Indigenous leaders attack intervention

24/07/2008 1:00:01 AM

INDIGENOUS leaders in Arnhem Land have asked Kevin Rudd to abandon key aspects of the federal intervention in remote Aboriginal areas, including the quarantining of welfare payments.

The leaders, who represent 8000 Aboriginal people, said the intervention had created a wasteful bureaucracy and described the quarantining system under which payments had to be spent on food or other essentials as punitive. The payments should only be quarantined on a case-by-case basis, they said.

The Prime Minister was presented with a statement detailing the demands during a visit yesterday to Yirrkala.

Clan leaders agreed on the statement after a marathon and sometimes fiery meeting. The statement said indigenous people had been "marginalisd and demeaned over the past decade by the Howard regime and have been denied a say in our aspirations and futures".

Mr Rudd told journalists the Government was waiting on the findings of a review of the intervention by a three-person board expected later this year.

He said that under the intervention in 73 communities, 14,300 people had had their welfare payments quarantined and 1100 children had been given health checks. "These are important achievements," he said.

Among the leaders who signed the statement was Wali Wunungmurra, chairman of the powerful Northern Land Council which represents most indigenous groups in northern Australia.
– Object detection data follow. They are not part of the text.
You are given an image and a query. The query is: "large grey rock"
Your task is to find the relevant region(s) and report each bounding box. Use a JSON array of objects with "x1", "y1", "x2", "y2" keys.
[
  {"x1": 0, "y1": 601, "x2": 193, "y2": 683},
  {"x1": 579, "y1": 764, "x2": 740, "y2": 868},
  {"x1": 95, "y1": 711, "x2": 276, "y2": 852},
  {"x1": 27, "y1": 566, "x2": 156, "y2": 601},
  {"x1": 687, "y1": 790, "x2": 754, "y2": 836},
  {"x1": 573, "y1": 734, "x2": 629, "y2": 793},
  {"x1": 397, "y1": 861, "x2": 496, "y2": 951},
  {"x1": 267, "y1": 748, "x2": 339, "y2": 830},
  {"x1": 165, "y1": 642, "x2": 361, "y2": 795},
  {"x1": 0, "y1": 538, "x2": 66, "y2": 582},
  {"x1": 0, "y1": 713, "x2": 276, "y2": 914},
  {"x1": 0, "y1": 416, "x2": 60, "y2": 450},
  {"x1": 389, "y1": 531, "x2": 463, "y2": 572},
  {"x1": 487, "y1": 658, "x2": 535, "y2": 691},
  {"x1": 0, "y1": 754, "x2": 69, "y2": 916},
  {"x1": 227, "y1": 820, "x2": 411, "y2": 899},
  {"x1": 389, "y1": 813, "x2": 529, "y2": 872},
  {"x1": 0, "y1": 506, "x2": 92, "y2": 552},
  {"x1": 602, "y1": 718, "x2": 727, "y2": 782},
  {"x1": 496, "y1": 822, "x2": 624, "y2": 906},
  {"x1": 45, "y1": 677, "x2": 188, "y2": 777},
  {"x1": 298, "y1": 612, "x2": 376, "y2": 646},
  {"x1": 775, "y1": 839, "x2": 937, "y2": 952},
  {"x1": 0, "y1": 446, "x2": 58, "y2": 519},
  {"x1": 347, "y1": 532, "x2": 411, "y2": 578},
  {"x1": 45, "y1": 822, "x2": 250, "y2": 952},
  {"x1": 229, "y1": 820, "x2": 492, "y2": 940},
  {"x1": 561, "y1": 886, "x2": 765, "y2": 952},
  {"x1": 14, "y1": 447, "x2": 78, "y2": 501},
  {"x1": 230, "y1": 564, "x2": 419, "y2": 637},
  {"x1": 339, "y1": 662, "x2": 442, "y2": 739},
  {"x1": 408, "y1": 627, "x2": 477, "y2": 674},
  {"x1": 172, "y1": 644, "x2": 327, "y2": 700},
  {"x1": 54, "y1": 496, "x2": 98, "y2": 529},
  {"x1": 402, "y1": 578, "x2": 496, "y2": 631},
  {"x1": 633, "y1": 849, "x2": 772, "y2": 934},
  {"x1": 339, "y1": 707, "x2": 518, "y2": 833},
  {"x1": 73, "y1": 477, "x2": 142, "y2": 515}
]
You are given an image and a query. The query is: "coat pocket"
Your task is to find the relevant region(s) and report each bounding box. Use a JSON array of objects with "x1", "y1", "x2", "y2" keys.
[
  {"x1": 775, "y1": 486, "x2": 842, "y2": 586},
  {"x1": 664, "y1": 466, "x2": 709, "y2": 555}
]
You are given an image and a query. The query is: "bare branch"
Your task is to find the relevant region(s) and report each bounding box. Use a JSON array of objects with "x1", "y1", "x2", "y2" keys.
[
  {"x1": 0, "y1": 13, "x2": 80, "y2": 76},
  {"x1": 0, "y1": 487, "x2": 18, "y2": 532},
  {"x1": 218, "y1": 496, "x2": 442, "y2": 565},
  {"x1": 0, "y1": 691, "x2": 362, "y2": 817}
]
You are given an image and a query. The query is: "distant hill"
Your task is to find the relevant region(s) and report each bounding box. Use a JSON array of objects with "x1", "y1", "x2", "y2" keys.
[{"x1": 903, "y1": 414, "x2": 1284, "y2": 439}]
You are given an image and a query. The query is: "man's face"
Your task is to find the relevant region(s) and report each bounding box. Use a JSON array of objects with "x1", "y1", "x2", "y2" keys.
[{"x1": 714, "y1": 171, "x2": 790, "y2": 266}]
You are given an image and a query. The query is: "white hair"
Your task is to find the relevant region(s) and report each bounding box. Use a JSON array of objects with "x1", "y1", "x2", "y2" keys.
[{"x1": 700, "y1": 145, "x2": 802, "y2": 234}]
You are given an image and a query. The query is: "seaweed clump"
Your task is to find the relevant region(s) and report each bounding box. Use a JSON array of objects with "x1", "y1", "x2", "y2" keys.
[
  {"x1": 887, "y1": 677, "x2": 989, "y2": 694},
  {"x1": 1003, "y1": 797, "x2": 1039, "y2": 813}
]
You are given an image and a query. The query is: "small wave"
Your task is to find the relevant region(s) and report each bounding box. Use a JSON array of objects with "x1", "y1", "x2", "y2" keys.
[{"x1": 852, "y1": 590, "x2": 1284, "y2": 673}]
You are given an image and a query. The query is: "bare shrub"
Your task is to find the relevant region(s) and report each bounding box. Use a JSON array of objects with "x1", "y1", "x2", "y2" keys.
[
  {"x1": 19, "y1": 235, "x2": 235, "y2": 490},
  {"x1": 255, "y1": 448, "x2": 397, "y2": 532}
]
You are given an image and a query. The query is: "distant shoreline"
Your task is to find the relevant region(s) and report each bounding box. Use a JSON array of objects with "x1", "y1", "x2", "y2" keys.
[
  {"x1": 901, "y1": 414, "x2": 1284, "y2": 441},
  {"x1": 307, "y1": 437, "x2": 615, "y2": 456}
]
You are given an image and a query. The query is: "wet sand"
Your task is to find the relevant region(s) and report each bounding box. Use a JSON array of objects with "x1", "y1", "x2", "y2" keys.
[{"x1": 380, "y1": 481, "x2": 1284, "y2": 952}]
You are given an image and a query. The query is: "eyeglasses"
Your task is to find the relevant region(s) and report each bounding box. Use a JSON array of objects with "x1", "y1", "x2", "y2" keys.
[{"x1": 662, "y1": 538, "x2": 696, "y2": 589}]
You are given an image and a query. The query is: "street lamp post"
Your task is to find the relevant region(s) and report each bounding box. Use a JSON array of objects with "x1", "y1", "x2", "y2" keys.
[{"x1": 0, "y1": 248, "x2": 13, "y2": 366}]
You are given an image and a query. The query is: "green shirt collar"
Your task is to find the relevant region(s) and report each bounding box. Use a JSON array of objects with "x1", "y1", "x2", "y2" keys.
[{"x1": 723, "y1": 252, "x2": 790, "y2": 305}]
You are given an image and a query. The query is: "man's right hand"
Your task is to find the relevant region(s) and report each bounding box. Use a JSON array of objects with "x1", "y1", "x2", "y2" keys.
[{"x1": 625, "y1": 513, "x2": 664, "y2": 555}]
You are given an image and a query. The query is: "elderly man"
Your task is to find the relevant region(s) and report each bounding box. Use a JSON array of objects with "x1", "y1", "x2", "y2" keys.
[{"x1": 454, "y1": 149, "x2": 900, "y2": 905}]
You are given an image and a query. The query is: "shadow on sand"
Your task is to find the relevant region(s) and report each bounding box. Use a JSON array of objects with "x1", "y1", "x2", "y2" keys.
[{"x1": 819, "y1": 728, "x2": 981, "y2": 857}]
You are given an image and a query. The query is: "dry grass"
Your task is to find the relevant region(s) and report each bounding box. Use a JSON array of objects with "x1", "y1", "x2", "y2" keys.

The former Australian of the Year Galarrwuy Yunupingu denied signing the statement but said he supported the review. Disagreements about the intervention have escalated tensions among north-east Arnhem Land's 13 clans.

The leaders asked Mr Rudd to "stop taking advice from self-appointed experts - Aboriginal and non-Aboriginal" and "Aboriginal leaders who claim to know what should be done to improve our lives, when in fact they know very little about our communities, our culture, what we value or our circumstances."